Absolvição (2015), filme do diretor finlandês Petri Kotwica, traz um dilema moral como principal elemento de discussão em sua trama, onde uma mulher que, ao volante e em trabalho de parto, atropela um homem e não presta socorro imediato porque seu esposo não consegue encontrar o corpo atropelado. Ambas as famílias são mostradas em separado, cada uma vivendo um drama diferente, tendo como fio de ligação o atropelamento e o que realmente aconteceu na noite da tragédia. Desse momento em diante, um jogo de verdade, mentira, culpa e ódio será desenvolvido pelo roteiro.

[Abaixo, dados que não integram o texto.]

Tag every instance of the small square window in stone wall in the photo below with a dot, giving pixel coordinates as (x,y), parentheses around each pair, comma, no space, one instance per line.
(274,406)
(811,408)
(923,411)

O texto procura plantar a dúvida e trazer à tona pequenos mistérios para que tenhamos a oportunidade de construir, nós mesmos, várias opiniões a respeito do caso, que eventualmente vai mudando nossa perspectiva à medida que novas informações nos são dadas. O fato de ser um dilema moral torna a obra bastante densa e cheia de conflitos internos, nunca chegando à moralização da causa ou deixando-se levar pela demonização de um lado e de outro. A culpa dividida é na verdade um bom recurso do enredo para manter a discussão ativa, uma discussão que parece se tornar cada vez mais problemática, ao invés de resolver-se, conforme nos aproximamos do final.

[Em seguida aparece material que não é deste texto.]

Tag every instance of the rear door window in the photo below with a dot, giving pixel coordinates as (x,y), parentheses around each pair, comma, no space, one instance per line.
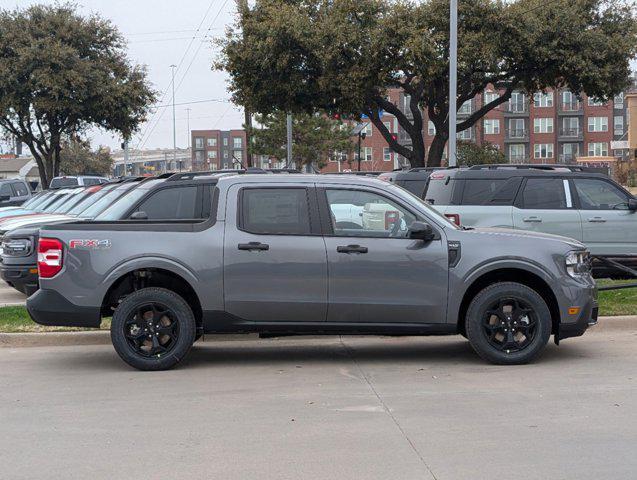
(272,211)
(439,191)
(494,191)
(177,203)
(545,194)
(596,194)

Curioso é que o diretor adota um sistema “anti-cinematográfico” nos dois primeiros blocos para mostrar a ação acontecendo e se encontrando, como obra de um trágico acaso. E quando eu digo “anti-cinematográfico”, me refiro à linguagem pouco usual no cinema contemporâneo (ou moderno, convenhamos) que é mostrar uma sequência de ações que não sejam em continuidade. A revolução da linguagem cinematográfica ainda nos primórdios do cinema nos desacostumou a ver ações de um ponto de vista diferente mas no mesmo tempo e lugar, e é muito interessante quando isso aparece na tela de modo bem trabalhado, porque lança mão de um modelo que o espectador não esperava e que, se bem colocado, tem grande impacto psicológico, nesse caso, dado o contexto das duas histórias. Petri Kotwica não poderia ter escolhido melhor forma de criar o conflito.

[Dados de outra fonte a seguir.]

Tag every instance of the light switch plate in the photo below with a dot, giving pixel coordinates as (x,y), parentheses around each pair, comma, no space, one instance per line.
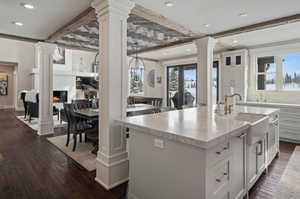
(159,143)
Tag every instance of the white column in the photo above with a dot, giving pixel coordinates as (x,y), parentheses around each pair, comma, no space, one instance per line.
(45,52)
(205,47)
(112,161)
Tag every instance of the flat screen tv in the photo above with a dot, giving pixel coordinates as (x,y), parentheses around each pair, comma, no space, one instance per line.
(60,96)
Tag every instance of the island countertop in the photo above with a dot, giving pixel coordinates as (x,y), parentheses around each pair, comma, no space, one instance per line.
(199,126)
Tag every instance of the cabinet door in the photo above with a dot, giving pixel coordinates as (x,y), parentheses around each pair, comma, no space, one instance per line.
(271,143)
(252,164)
(238,171)
(260,156)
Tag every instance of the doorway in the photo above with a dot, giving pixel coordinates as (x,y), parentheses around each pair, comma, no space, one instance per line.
(182,86)
(7,86)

[Spoilers!] Embora haja insistência em coisas que travam um pouco o desenvolvimento psicológico dos personagens, o tema denso e a boa alternância entre os dramas de vida e morte consegue trazer para o público um elenco dentro de dois grandes motivadores cênicos, padrão que e a própria montagem adota como paralelismo na meia hora final do filme, fazendo uso dessa dualidade para para expor as consequências do atropelamento, tendo na oposição entre o batizado do bebê e o velório do homem o momento mais lírico, melhor editado e mais inteligente do filme. [Spoilers!]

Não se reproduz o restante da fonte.